Animal Physiology

Gas exchange is vital for animals that use oxygen and produce carbon dioxide. In animals, different strategies have been selected through evolution.

Aquatic and terrestrial animals do not face the same problems to survive. Water is a viscous habitat with poor oxygen concentration when air is rich in oxygen but fails to counterbalance gravity.
Evolution has selected systems that allow gas exchanges in both habitats. Aquatic animals share gills that float and water streams renew gas availability. Terrestrial animals breathe through lungs (mammals for example) or trachea (insects for instance). Both systems have in common reinforced and stiffened tubes that cannot collapse and allow air renewal.
Some animals live in a habitat but breathe in another. Cetacean are aquatic animals but breathe air through lungs…
Others, like frogs, evolve and breathe in water when they’re young, then in the air when they’re adults. They do have gills as tadpoles and after lungs develop.

Nitrogenous waste has to be eliminated from the animal body. Excretion is the key to do so but that function differs between animal species.

Metabolic waste can be dangerous to the animal body. It has to be eliminated. Nitrogenous waste is a fine example of this function and can be achieved through various mechanisms according to the habitat. We can distinguish animals that excrete:

1. Ammonia that is highly toxic and requires a lot of water to be diluted (fresh water fishes)
2. Urea that is less toxic and can be concentrated allowing a less important loss of water (mammals)
3. Uric acid that is not toxic and can be eliminated in a solid form (birds)

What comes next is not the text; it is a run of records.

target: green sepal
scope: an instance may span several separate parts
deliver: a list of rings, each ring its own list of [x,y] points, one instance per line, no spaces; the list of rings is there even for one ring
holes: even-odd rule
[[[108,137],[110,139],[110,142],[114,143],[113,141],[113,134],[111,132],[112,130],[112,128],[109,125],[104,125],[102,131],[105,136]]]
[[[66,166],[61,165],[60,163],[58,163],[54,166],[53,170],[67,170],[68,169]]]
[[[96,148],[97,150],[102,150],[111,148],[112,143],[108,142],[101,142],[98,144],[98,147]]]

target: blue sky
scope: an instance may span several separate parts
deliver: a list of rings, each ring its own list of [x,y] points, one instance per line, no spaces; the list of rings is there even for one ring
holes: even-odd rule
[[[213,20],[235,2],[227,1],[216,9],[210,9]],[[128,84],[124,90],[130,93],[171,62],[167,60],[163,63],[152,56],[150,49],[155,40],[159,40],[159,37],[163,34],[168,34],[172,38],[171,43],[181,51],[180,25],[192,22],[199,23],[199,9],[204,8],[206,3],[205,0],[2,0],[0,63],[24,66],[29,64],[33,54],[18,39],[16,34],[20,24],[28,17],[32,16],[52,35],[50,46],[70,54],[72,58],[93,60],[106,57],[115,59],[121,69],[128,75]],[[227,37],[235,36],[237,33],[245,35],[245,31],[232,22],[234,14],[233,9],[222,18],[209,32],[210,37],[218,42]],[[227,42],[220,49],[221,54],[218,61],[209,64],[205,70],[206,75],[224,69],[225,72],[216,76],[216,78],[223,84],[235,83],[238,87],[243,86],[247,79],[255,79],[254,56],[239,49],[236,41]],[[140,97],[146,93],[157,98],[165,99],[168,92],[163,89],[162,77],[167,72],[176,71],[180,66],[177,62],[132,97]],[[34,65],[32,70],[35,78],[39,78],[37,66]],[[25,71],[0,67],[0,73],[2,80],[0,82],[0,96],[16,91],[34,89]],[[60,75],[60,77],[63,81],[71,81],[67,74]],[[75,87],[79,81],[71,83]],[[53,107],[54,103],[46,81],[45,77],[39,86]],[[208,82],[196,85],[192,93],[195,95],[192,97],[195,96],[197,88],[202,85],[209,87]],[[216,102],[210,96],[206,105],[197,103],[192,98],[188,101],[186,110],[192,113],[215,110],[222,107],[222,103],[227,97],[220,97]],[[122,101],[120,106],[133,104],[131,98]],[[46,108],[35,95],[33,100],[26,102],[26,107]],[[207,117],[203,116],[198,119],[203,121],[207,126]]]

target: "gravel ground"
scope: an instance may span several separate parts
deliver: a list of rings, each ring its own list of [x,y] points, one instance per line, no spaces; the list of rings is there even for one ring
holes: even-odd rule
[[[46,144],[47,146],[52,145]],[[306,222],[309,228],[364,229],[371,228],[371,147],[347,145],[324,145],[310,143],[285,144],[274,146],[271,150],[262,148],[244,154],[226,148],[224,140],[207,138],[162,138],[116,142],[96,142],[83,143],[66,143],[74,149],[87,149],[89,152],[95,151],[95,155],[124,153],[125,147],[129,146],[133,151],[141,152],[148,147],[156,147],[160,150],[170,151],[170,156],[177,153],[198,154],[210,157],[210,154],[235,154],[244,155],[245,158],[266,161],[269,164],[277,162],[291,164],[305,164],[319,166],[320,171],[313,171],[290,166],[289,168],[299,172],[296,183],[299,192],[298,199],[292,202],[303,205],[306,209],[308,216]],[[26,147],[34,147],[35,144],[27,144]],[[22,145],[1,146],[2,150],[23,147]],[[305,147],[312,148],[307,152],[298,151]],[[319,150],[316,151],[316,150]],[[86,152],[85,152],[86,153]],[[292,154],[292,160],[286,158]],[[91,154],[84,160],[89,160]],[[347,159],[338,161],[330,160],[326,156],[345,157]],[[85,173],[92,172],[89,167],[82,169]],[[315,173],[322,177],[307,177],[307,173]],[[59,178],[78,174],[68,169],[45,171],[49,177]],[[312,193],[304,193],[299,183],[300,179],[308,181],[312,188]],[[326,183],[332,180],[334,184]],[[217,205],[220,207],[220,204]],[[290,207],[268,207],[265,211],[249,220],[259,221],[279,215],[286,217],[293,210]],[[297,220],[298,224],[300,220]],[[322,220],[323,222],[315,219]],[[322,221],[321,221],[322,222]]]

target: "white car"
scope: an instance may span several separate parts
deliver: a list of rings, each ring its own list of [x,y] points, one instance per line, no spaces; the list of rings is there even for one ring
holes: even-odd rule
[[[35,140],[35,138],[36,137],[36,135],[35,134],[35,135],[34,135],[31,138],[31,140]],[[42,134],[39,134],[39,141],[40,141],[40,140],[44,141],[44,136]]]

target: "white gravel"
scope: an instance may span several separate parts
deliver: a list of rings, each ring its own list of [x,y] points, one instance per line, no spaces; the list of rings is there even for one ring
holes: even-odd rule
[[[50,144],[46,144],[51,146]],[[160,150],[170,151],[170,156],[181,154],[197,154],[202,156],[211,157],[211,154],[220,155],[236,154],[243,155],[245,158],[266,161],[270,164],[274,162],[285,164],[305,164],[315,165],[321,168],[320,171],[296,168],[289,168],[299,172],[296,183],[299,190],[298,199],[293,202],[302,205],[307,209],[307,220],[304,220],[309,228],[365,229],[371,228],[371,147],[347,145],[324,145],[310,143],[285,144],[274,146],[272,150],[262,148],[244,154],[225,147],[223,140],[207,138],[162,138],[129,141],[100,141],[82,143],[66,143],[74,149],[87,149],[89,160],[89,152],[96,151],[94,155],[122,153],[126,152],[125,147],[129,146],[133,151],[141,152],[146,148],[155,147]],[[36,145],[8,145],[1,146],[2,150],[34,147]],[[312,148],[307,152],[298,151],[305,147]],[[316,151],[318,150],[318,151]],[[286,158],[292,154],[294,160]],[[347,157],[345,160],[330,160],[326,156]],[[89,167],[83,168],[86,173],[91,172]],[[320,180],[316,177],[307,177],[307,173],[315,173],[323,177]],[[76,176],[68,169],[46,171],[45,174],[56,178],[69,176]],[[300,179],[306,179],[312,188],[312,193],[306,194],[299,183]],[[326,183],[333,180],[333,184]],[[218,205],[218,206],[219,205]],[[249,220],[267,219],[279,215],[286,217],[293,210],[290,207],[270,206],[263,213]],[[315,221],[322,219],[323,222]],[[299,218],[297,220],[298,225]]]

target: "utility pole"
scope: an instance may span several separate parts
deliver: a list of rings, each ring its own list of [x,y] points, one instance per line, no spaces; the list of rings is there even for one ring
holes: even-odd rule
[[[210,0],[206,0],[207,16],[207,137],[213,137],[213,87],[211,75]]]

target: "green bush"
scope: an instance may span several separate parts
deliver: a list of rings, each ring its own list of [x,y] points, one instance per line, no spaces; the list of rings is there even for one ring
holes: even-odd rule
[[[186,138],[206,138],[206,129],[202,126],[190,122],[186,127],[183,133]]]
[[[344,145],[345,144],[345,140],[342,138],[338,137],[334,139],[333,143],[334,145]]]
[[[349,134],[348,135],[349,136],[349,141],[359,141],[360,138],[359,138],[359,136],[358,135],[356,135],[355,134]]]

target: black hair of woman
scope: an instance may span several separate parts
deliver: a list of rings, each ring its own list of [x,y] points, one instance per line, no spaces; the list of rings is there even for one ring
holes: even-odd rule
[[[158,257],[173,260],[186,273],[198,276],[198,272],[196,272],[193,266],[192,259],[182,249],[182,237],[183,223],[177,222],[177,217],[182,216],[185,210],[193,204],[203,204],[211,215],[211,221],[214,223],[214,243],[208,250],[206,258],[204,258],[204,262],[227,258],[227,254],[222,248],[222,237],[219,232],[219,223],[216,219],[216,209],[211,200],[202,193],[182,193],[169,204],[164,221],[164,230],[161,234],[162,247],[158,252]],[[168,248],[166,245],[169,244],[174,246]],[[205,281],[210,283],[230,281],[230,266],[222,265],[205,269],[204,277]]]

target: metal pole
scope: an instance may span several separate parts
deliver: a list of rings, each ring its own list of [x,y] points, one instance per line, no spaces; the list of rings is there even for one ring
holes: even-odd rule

Those mechanisms have been selected through evolution as they ensure nitrogenous elimination allowing in parallel osmoregulation (intern solutes concentration) and preventing dehydration for terrestrial animals.

Most of animals do move in their environment. This characteristic comes from muscles and some type of skeleton.

Animals share muscular cells that can contract. In those cells, protein architecture (actin and myosin) leads to filaments sliding when cells are excited through an ATP consuming process. Motion is only possible because those cells are regrouped into tissues and linked to a type of skeleton.
That skeleton can be made of water (earthworm’s hydroskeleton) or stiffened material.
We can distinguish animals with:

• An internal skeleton such as vertebrates (bones and cartilages)
• An external skeleton such as insects (chitin)

Animals share sexual reproduction and thus produce sex cells. However, some animals can be hermaphrodites.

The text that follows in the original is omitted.